The CNHC unfortunately don’t have a specific clause relating to Pregnancy Massage and have suggested that Therapists contact their Insurers, or relative Associations for additional information. Having a regulatory body like CNHC is great, lets hope that as they build as an organisation, we will see the Massage group more refined as Pregnancy Massage is an area where standards would be very beneficial.

Balens Insurance also referred us to the guidelines laid out during our training and made no mention of an inability to be covered by your insurance policy.

Thank you for your message.  We recommend that our clients follow the guidelines of their training in relation to the treatment of pregnant patients.

 

So I’m very happy with the results, and hopefully this should highlight the fact that we really need to share this information with our fellow therapists, and show them that times are changing and we are becoming more informed in the benefits or effects of massage therapy, and shouldn’t be frightened by it.
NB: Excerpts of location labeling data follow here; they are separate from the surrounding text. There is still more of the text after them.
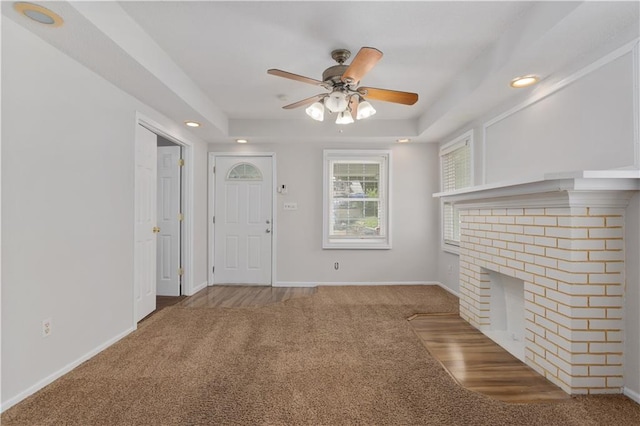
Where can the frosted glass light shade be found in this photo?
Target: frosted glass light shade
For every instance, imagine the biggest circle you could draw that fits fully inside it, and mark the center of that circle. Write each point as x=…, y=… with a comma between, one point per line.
x=365, y=110
x=316, y=111
x=344, y=117
x=336, y=102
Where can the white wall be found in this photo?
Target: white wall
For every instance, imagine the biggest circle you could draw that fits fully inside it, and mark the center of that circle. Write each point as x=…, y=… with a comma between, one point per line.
x=67, y=210
x=589, y=124
x=415, y=229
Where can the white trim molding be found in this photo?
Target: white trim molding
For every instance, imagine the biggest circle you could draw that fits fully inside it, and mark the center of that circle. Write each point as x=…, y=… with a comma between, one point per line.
x=64, y=370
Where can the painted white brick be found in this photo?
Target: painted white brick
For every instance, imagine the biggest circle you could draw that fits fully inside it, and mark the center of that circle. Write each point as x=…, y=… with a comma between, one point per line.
x=567, y=277
x=566, y=299
x=545, y=221
x=581, y=267
x=614, y=336
x=524, y=220
x=534, y=249
x=614, y=244
x=608, y=370
x=566, y=232
x=615, y=382
x=549, y=304
x=612, y=267
x=546, y=282
x=546, y=261
x=515, y=247
x=545, y=241
x=582, y=244
x=581, y=222
x=588, y=313
x=604, y=211
x=548, y=367
x=605, y=278
x=499, y=244
x=524, y=257
x=614, y=313
x=605, y=232
x=609, y=347
x=524, y=276
x=534, y=230
x=608, y=301
x=588, y=359
x=535, y=289
x=588, y=382
x=507, y=220
x=507, y=237
x=606, y=255
x=548, y=325
x=546, y=345
x=614, y=221
x=582, y=289
x=614, y=359
x=574, y=255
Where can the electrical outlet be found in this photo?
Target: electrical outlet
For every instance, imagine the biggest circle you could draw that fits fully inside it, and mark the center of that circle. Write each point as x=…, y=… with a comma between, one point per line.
x=46, y=327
To finish up I wanted to leave you with the wonderful response I received from Elaine Stillerman, detailing the details behind massage during the first trimester, and hope it makes you feel a bit more comfortable working with pregnant clients. However please remember that if Pregnant clients is a population that you are unfamiliar with, get in touch with us regarding our Pregnancy and Post-Natal courses, as we’d love to share theory and techniques with you that will blast away those fears.

When a massage practitioner is trained in the correct protocol for prenatal massage,  it is safe throughout the entire pregnancy. How many times have pregnant women failed to inform their practitioners about their pregnancies, and yet nothing unhealthy resulted?
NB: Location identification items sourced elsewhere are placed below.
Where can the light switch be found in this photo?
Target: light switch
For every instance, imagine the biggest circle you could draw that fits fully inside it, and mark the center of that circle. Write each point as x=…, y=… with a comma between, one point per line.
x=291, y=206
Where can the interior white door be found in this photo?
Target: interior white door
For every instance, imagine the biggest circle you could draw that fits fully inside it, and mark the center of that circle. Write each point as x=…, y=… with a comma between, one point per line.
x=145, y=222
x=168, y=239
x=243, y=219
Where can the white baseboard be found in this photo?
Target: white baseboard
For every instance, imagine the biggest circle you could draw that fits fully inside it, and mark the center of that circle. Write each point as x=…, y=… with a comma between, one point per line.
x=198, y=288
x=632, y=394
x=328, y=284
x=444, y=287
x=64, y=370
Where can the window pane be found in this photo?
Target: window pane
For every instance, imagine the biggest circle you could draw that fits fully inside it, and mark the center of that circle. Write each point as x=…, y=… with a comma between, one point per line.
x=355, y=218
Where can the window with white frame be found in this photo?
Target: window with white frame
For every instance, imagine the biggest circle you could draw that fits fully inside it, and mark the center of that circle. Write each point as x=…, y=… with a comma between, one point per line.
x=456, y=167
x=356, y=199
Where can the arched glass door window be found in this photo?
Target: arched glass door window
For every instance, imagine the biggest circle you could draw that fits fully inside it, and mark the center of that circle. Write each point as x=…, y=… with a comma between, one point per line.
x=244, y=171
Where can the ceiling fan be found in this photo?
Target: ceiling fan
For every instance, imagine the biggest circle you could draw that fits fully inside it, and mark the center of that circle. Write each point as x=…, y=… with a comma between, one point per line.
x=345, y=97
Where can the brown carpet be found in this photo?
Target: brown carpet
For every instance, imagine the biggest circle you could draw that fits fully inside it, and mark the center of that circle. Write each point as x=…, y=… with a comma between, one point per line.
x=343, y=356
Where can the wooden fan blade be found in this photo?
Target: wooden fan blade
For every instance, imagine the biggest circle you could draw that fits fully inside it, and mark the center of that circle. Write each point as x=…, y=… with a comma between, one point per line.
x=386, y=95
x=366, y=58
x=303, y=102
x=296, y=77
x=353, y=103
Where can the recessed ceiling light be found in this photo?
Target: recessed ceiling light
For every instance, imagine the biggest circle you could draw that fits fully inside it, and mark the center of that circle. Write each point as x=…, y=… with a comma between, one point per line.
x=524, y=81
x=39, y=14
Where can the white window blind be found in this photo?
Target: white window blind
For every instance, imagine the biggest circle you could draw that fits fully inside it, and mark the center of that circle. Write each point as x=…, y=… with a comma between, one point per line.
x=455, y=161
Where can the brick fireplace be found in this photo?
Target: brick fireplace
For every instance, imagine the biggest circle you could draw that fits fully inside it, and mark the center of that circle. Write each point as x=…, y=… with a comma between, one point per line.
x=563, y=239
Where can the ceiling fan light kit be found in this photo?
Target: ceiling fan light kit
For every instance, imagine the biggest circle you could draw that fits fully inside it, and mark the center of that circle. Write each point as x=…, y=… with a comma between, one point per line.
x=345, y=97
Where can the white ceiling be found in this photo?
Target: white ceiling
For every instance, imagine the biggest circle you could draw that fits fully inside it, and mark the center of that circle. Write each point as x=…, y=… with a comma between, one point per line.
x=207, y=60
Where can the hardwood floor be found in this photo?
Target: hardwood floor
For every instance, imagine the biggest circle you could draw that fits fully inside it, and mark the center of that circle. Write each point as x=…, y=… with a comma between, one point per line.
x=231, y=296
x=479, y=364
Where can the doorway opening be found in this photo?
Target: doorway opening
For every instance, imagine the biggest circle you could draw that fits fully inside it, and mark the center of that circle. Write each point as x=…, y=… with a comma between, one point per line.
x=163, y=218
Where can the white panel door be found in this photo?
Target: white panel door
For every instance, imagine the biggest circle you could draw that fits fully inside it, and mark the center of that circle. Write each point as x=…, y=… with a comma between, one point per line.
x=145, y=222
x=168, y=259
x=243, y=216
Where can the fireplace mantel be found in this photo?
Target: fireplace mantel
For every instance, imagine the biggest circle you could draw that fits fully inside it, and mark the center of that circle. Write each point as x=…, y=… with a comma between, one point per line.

But let’s look at this from an anatomical point of view to understand why this old wives’ tale still persists. There are two compelling factors at play here. The first is the fear of miscarriage. The false assumption is that since most miscarriages occur during the first few weeks of pregnancy, if you don’t massage, you won’t cause a miscarriage.
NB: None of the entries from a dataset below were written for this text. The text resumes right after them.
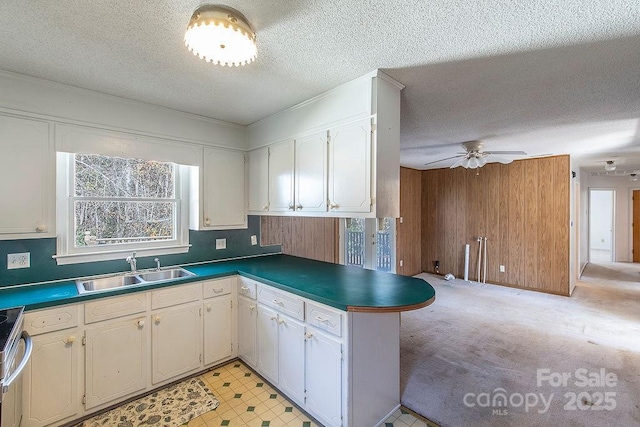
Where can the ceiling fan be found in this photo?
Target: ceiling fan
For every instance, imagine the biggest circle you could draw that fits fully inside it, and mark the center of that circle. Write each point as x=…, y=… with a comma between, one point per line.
x=476, y=157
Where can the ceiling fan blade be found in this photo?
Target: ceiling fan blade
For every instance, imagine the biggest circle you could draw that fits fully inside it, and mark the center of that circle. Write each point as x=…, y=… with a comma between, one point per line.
x=511, y=153
x=458, y=162
x=441, y=160
x=493, y=159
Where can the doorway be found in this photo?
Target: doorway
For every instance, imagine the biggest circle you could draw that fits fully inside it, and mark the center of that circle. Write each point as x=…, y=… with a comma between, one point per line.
x=601, y=225
x=368, y=243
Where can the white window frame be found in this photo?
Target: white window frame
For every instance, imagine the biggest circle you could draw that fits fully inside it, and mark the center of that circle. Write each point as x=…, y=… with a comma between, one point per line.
x=68, y=253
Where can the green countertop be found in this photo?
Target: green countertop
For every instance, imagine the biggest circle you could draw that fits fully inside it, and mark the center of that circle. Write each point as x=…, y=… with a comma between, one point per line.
x=339, y=286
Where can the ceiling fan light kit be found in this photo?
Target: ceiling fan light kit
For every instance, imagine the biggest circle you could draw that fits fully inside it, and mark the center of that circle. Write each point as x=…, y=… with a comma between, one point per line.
x=222, y=35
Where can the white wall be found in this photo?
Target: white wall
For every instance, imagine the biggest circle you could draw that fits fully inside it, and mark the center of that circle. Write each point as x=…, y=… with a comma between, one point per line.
x=622, y=218
x=601, y=219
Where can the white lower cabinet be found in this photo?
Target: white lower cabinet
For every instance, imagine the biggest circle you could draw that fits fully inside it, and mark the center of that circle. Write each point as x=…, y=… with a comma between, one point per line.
x=52, y=379
x=117, y=360
x=247, y=315
x=323, y=362
x=176, y=341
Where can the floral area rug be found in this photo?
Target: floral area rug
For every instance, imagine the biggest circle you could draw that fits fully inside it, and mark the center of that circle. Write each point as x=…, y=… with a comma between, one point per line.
x=168, y=407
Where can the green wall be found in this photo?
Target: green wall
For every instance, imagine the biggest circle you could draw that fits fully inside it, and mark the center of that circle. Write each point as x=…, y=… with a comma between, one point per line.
x=44, y=268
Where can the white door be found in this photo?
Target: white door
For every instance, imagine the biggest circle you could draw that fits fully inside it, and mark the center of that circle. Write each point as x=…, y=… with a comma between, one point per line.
x=259, y=180
x=324, y=377
x=350, y=167
x=224, y=189
x=267, y=343
x=291, y=358
x=175, y=341
x=117, y=360
x=281, y=160
x=311, y=173
x=217, y=329
x=26, y=177
x=247, y=330
x=44, y=403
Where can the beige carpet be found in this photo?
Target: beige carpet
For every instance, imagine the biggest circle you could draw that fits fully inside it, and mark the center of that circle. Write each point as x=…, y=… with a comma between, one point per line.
x=485, y=343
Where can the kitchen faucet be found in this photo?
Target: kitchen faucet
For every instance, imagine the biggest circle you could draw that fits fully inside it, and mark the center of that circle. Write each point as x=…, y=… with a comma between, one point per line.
x=131, y=259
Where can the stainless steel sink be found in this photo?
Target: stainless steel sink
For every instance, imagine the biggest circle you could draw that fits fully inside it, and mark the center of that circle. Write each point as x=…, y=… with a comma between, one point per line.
x=115, y=281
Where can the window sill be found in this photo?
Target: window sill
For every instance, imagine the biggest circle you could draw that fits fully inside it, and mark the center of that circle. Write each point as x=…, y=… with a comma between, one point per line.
x=108, y=255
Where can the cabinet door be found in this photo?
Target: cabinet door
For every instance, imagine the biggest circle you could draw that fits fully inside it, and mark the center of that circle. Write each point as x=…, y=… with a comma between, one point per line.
x=311, y=173
x=217, y=329
x=224, y=189
x=27, y=179
x=281, y=177
x=259, y=180
x=267, y=343
x=247, y=331
x=117, y=360
x=176, y=338
x=323, y=364
x=350, y=167
x=52, y=394
x=291, y=358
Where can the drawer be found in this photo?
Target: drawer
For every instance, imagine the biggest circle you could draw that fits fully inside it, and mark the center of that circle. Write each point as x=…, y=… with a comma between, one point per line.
x=324, y=318
x=282, y=301
x=247, y=288
x=216, y=288
x=175, y=295
x=112, y=308
x=51, y=319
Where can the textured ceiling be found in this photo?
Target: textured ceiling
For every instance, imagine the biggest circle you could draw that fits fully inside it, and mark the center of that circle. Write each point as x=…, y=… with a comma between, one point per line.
x=540, y=76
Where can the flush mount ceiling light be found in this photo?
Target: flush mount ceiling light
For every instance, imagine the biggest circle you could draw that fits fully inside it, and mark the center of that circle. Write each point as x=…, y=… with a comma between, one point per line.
x=221, y=35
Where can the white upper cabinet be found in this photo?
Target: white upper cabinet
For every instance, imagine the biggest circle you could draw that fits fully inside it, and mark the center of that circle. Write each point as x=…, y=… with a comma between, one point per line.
x=281, y=161
x=350, y=173
x=27, y=179
x=359, y=173
x=220, y=202
x=259, y=180
x=311, y=173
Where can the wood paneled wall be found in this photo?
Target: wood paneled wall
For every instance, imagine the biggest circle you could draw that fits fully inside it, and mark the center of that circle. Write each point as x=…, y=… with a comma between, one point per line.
x=523, y=210
x=315, y=238
x=409, y=235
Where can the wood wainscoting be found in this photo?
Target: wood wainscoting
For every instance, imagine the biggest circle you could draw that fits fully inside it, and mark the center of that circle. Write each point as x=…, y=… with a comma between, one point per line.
x=408, y=232
x=523, y=210
x=315, y=238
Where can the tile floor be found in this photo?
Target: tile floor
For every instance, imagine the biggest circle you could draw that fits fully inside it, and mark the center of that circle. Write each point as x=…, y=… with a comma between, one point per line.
x=247, y=400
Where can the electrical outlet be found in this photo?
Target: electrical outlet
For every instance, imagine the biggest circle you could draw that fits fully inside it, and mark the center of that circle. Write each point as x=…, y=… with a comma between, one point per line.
x=21, y=260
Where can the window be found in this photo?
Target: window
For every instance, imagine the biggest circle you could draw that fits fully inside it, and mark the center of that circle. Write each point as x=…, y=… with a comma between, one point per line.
x=369, y=243
x=114, y=205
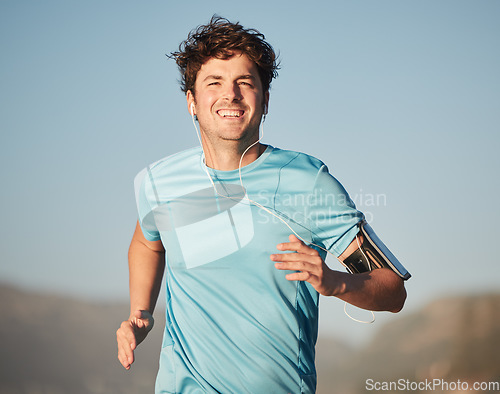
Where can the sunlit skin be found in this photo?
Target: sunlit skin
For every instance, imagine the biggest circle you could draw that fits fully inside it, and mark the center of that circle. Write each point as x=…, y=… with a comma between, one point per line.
x=229, y=103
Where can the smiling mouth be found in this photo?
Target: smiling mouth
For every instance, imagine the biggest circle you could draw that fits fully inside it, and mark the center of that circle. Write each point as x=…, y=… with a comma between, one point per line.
x=230, y=113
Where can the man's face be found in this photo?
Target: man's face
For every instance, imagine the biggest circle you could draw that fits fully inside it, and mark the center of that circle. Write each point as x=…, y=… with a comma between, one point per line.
x=229, y=101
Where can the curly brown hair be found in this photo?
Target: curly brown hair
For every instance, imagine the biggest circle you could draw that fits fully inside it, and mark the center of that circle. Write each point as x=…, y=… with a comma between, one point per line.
x=219, y=39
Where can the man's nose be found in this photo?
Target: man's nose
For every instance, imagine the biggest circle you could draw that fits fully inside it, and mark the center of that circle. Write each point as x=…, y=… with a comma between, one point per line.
x=232, y=92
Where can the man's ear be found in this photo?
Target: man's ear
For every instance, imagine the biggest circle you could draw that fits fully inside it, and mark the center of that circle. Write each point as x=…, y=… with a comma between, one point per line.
x=190, y=103
x=266, y=102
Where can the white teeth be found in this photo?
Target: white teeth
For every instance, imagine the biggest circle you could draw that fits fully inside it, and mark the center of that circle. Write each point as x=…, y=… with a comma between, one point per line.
x=230, y=113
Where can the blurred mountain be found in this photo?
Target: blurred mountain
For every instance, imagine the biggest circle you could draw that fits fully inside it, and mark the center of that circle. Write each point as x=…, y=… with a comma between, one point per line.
x=52, y=345
x=456, y=338
x=57, y=345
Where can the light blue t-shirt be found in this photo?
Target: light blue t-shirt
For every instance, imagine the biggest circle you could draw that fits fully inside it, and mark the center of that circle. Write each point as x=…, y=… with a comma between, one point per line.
x=234, y=323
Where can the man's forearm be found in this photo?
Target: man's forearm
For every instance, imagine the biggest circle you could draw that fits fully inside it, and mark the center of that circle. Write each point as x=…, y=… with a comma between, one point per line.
x=146, y=268
x=377, y=290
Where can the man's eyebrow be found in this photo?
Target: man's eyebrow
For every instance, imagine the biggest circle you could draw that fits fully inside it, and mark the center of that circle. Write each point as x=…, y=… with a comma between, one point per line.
x=212, y=77
x=219, y=77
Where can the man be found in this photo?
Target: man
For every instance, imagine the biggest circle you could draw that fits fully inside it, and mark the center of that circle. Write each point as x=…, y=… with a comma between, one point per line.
x=245, y=228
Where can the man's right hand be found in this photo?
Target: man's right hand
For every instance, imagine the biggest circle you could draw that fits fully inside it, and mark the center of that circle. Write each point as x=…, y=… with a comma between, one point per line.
x=131, y=333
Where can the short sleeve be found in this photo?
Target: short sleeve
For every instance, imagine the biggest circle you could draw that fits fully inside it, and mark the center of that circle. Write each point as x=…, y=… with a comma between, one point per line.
x=144, y=193
x=333, y=213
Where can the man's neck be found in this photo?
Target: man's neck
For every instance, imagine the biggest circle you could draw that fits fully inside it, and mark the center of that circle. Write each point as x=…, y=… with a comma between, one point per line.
x=229, y=159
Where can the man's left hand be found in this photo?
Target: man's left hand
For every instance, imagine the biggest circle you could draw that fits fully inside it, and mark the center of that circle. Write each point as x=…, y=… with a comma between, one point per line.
x=309, y=264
Most miscarriages do occur within the first 8 weeks of pregnancy, but they are not caused by anything the woman did or did not do. 50% of examined fetal cells indicated that the embryo was not viable. It could not sustain life (blighted ovum, failed mitosis, genetic anomalies, etc). Massage has absolutely nothing to do with that cause factor.

So let’s examine the remaining 50% of known causes for the loss of the pregnancy: anatomical or structural maternal obstructions; ectopic pregnancy; heightened maternal immunological response; hormonal imbalances; and environmental factors (smoking, drugs, toxicity, chemotherapy, etc.) No where is massage a factor.

Serious trauma to the pelvic cavity is another possible cause, but appropriate massage avoids deep pressure to the pelvic or abdominal cavities.

Furthermore, any client presenting symptoms of a miscarriage would never receive a massage from a trained professional. So we have dispelled that theory.

Secondly is nausea. Any client, woman, man, or child, presenting with nausea or vomiting should not receive a massage. 60- 90% of gravidas experience nausea, usually within the first trimester, although some don’t until later on. Massage is contraindicated when  any client has nausea. 0.3-1.2% suffer from hyperemesis gravidarum ( your own Kate Middleton) and should never receive a massage. But if the distress subsides by mid-day, then it is a safe to massage when the waves have passed. And I teach techniques to relieve the nausea.

Bottom line, it is a safe to massage during the first trimester when the practitioner is appropriately trained.